I'm running the code below. It creates a couple of dataframes that takes a column in another dataframe that has a list of Conference Names, as its index.
df_conf = pd.read_sql("select distinct Conference from publications where year>=1991 and length(conference)>1 order by conference", db)
for index, row in df_conf.iterrows():
row[0]=row[0].encode("utf-8")
df2= pd.DataFrame(index=df_conf['Conference'], columns=['Citation1991','Citation1992'])
df2 = df2.fillna(0)
df_if= pd.DataFrame(index=df_conf['Conference'], columns=['IF1994','IF1995'])
df_if = df_if.fillna(0)
df_pubs=pd.read_sql("select Conference, Year, count(*) as totalPubs from publications where year>=1991 group by conference, year", db)
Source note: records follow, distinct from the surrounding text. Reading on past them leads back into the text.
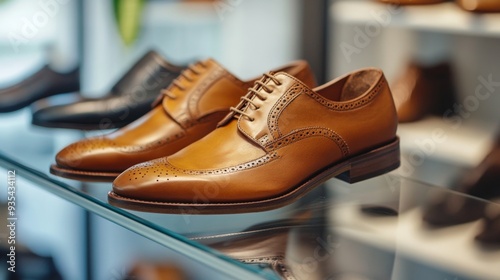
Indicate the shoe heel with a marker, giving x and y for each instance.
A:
(373, 163)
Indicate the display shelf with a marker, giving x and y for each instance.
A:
(408, 236)
(444, 17)
(169, 239)
(445, 140)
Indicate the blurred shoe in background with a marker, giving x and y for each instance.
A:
(144, 270)
(490, 232)
(482, 182)
(44, 83)
(423, 90)
(129, 99)
(480, 6)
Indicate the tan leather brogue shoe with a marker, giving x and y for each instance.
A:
(412, 2)
(282, 140)
(187, 110)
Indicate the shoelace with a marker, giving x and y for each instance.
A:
(254, 91)
(186, 74)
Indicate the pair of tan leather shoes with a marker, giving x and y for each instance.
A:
(194, 153)
(480, 6)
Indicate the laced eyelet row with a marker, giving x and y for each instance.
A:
(186, 74)
(254, 91)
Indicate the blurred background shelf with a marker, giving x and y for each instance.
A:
(443, 17)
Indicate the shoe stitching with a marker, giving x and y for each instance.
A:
(227, 170)
(279, 107)
(344, 106)
(303, 133)
(186, 118)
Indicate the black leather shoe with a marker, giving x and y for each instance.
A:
(130, 98)
(44, 83)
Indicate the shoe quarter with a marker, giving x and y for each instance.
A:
(184, 108)
(277, 125)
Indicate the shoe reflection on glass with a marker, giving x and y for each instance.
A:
(281, 141)
(490, 231)
(423, 90)
(144, 270)
(44, 83)
(186, 111)
(129, 99)
(277, 245)
(448, 209)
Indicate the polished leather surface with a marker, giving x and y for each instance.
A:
(483, 6)
(420, 91)
(190, 109)
(149, 270)
(129, 99)
(287, 134)
(44, 83)
(481, 182)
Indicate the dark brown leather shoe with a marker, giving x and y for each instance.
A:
(451, 209)
(282, 140)
(129, 99)
(188, 110)
(44, 83)
(480, 6)
(423, 90)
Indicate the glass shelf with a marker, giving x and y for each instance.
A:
(335, 232)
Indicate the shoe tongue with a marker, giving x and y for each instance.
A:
(149, 74)
(184, 107)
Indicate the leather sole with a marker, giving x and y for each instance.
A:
(87, 176)
(367, 165)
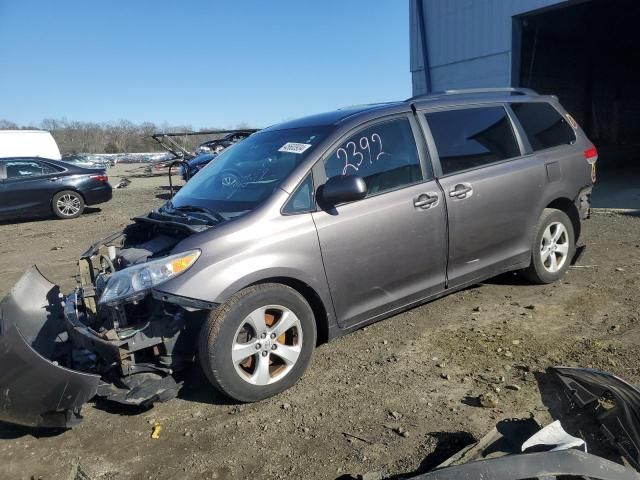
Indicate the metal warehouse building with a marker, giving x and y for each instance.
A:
(586, 52)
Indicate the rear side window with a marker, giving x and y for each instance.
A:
(384, 155)
(471, 138)
(544, 125)
(27, 168)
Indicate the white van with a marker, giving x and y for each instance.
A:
(28, 143)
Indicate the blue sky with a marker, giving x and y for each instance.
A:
(196, 62)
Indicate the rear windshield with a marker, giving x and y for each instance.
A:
(245, 175)
(544, 125)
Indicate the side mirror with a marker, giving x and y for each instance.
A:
(341, 189)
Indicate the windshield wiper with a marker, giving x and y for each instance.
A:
(207, 211)
(183, 211)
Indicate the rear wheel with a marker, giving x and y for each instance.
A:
(553, 247)
(67, 204)
(258, 343)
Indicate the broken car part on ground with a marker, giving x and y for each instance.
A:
(518, 449)
(59, 353)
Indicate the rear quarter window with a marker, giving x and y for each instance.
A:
(544, 125)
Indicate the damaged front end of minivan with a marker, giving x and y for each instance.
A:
(114, 336)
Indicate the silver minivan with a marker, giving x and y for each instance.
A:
(331, 222)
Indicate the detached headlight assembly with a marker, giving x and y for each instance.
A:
(136, 280)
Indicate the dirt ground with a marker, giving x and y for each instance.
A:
(393, 397)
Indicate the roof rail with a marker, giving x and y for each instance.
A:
(468, 91)
(515, 90)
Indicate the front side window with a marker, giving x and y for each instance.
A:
(302, 199)
(384, 155)
(471, 138)
(544, 125)
(243, 176)
(27, 168)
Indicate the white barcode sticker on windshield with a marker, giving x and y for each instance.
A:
(293, 147)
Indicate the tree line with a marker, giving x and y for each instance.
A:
(112, 137)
for index, row in df_pubs.iterrows():
row[0]=row[0].encode("utf-8")
df_pubs= df_pubs.pivot(index='Conference', columns='Year', values='totalPubs')
df_pubs.fillna(0)
for index, row in df2.iterrows():
df_if.ix[index,'IF1994'] = df2.ix[index,'Citation1992'] / (df_pubs.ix[index,1992]+df_pubs.ix[index,1993])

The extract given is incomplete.